Lord Mountbatten’s guard awaits pension since eight months


KARACHI - The man who joined Pakistan Army on the very first day of independence in 1947 remains deprived of his pension for the last eight months, as the authority concerned has declared him dead in the government documents, TheNation has learnt here.
Soldier Fakharuddin, 82, who started serving Pakistan Army from the first day of independence, said that he had been receiving his pension since he got retirement in 1959 but it had been blocked in April 2012 as the department concerned declared him dead.
“As usual, I visited the department concerned for my pension in May, wherein I came to know that I am no more alive,” he said.
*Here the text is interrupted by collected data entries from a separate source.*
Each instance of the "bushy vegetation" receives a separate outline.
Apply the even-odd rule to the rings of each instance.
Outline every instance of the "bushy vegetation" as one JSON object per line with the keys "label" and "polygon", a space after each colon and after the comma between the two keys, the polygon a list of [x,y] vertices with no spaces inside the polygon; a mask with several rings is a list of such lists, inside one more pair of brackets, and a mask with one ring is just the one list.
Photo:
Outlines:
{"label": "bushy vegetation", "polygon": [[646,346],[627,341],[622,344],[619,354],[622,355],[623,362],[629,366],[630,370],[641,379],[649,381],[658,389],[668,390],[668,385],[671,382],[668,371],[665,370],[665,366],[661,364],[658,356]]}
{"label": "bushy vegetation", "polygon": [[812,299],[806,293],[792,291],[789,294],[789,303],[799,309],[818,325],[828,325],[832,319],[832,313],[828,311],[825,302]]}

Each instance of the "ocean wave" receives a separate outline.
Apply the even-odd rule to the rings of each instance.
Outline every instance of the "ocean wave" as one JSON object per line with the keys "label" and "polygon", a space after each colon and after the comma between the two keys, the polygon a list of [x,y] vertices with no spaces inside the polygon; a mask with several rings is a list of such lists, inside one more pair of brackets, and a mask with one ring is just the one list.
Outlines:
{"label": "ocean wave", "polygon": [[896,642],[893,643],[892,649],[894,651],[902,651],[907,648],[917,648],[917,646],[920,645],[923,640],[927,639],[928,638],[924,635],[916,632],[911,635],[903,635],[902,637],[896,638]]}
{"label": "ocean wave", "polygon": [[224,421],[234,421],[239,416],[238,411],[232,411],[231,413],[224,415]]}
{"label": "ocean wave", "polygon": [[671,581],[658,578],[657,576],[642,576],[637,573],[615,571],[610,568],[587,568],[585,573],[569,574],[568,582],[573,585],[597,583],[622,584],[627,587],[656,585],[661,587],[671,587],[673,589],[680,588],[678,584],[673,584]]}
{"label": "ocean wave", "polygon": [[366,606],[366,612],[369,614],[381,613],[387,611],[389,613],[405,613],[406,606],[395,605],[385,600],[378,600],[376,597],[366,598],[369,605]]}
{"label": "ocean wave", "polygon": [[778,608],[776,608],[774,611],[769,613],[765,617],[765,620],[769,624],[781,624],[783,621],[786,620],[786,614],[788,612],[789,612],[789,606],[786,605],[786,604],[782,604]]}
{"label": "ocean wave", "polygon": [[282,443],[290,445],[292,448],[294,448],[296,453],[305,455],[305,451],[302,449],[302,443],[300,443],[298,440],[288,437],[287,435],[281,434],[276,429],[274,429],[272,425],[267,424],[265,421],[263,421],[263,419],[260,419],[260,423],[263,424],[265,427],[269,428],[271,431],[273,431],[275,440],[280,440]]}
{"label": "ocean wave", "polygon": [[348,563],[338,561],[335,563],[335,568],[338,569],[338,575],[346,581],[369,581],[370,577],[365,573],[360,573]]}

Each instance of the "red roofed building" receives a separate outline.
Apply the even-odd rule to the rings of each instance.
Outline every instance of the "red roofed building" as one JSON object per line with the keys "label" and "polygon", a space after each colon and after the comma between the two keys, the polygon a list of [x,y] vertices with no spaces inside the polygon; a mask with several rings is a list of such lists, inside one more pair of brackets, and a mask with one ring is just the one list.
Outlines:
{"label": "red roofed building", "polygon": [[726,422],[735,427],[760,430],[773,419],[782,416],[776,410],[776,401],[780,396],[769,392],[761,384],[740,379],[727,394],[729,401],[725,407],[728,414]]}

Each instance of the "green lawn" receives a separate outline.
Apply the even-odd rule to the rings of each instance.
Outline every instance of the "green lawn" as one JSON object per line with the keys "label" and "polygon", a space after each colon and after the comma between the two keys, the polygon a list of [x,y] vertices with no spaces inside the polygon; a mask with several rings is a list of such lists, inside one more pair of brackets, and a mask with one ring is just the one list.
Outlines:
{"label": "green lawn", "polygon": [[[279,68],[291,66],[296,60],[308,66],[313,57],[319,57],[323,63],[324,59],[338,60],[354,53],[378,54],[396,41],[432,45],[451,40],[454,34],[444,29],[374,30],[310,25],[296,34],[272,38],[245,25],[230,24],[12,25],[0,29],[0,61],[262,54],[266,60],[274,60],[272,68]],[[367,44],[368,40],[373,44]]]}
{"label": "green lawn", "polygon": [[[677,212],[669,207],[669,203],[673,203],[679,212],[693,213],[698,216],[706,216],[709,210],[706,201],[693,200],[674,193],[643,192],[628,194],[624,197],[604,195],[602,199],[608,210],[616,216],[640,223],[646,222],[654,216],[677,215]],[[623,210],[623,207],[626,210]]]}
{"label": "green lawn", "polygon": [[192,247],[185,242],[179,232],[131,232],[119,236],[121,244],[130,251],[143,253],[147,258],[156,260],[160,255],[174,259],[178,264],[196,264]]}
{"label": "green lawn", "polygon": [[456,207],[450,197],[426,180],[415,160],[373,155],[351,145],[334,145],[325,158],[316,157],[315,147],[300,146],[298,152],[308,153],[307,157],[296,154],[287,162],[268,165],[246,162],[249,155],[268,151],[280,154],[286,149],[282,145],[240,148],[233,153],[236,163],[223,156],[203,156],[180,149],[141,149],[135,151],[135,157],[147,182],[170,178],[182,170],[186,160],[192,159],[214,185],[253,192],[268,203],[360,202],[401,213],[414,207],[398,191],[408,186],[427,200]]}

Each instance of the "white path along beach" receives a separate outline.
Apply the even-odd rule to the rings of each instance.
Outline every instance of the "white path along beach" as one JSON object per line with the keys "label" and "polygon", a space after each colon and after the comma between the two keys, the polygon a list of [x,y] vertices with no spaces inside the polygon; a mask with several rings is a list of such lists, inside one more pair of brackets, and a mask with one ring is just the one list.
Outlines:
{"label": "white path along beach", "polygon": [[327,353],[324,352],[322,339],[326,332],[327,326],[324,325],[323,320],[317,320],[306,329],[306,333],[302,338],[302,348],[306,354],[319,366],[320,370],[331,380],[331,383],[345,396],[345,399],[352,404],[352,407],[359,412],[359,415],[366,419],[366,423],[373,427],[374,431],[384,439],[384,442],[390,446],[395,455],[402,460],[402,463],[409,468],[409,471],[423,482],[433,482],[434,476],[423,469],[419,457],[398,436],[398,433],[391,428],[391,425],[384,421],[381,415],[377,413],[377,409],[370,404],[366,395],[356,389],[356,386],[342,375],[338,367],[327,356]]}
He said he was shocked to learn that how a living person could be registered as dead.
Fakharuddin said that he had not received his pension since April and was suffering due to the negligence of the department concern as he had no other source of income.
Despite visiting the relevant department and making several humble requests, the officials were not ready to make correction in the documents to continue his pension.
The retired soldier lives alone in a one-room house in Railway Colony, Karachi, but receives pension from Hyderabad. Fakharuddin joined British Army in his early age, and soon after the independence he migrated to Pakistan and joined Pakistan Army and was posted in Dera Ismail Khan.
He informed that although he had taken his retirement in 1959, he took part in Indo-Pak war in 1965 and 1971, when he was called back by the Pakistan Army.
Fakharuddin also witnessed the entire process of the independence.
He said on the Independence Day he was deputed at Dehli Assembly as a security guard of Lord Mountbatten, who was the last Viceroy of India, and the first Governor-General of the independent Union of India (1947–48).
He recounted that soon after the independence, bloody riots erupted in Dehli where numbers of Muslims were killed and were forced to leave.
He said that the Muslims who were serving the British Army were deprived of the weapons, property and were forced to leave India.
“I found my father slaughtered and my mother and two brothers missing as the Indian rioters had attacked the innocent Muslims,” he said while wiping his tearful eyes.
Fakharuddin remained a bachelor throughout his life and has no family member.